It’s so nice to see foundations working together. This doesn't happen enough among the big foundations, and rarely happens at all among big individual donors. So when we see two big foundations joining together for a common good, it makes us feel all warm and fuzzy. It can also provide valuable insights into a foundation’s operating strategy, and provide inklings about what its future holds.
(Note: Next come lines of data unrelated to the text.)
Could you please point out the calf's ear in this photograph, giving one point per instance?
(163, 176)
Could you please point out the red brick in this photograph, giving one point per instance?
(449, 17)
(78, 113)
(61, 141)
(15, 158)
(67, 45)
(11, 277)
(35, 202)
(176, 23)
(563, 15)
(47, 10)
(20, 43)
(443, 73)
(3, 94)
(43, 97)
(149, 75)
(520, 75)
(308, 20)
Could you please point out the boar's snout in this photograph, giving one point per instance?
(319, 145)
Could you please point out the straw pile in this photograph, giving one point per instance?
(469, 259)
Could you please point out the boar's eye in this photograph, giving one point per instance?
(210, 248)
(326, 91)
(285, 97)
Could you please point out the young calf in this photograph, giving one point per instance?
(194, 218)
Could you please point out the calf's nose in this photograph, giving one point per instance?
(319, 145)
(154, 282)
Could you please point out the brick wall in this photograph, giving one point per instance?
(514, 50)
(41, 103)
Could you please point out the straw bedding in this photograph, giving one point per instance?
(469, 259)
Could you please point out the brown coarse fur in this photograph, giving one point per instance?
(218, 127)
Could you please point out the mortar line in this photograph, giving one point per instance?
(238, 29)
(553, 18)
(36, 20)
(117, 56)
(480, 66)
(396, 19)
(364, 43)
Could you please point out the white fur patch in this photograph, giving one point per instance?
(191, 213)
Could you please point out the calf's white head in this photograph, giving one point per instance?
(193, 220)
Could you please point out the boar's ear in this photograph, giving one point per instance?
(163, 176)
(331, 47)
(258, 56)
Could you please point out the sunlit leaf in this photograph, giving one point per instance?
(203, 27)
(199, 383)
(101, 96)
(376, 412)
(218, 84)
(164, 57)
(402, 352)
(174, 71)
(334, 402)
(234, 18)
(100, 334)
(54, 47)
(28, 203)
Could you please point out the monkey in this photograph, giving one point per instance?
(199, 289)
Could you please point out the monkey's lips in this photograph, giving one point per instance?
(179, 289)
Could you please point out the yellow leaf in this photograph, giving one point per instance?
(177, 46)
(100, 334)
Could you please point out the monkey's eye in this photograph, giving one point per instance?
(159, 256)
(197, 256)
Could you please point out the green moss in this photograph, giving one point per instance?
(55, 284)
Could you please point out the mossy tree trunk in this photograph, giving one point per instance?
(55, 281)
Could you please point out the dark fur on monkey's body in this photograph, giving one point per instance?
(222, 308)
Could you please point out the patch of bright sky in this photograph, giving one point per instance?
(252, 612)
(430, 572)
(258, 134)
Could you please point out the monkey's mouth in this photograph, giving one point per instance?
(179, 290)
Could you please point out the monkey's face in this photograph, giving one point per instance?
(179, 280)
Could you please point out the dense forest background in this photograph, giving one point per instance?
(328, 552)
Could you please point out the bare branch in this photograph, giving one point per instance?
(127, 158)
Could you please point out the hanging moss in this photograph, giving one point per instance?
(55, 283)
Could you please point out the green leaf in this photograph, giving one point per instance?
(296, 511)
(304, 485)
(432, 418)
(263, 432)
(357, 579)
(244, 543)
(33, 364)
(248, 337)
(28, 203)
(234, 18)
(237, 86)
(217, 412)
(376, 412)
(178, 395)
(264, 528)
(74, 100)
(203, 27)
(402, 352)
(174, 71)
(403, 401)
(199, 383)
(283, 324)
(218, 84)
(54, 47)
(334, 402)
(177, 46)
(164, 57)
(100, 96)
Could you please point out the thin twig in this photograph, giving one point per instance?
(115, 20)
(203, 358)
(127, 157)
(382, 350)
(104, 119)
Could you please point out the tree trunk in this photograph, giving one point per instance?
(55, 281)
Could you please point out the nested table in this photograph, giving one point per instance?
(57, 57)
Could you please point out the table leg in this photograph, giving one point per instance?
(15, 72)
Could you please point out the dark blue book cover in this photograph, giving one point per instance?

Often, it's safer for a foundation to slide into a small-scale collaboration with another foundation, dip in a toe, and decide whether or not to launch its own grantmaking initiative.
That’s what Kresge seems to be doing with this latest partnership with the California HealthCare Foundation. Though it doesn’t have its own Health Policy and Access Grantmaking program, in the past few years many grants handed out under Kresge’s general Health program have tended towards the access side. For example, there was a $5 million grant for the Low Income Investment Fund to provide a loan guarantee for the Federally Qualified Health Center (FQHC) Demonstration Fund, a reimbursement program designed to provide health care for Medically Underserved Areas and Populations and serve the healthcare needs of public housing communities. Then, there was $600,000 awarded to the Georgia State University Research Foundation to support its work in improving the quality of community-based health-care delivery systems, and another $600K to the Children's Health Fund in support of its Child Health Transportation Initiative. Recently, it designated a “Community Health Partnerships” focus area under Health, which is all about community-driven, access-related projects.
Now it’s reaching even farther into the warm waters of health access, partnering up with the California HealthCare Foundation to invest in companies that serve community health centers. CHCF is no stranger to this game—it’s invested over $10 million of support into companies that help low-income Californians and the providers who serve them. But for Kresge this is a significant expansion for both their community health grantmaking and social investing.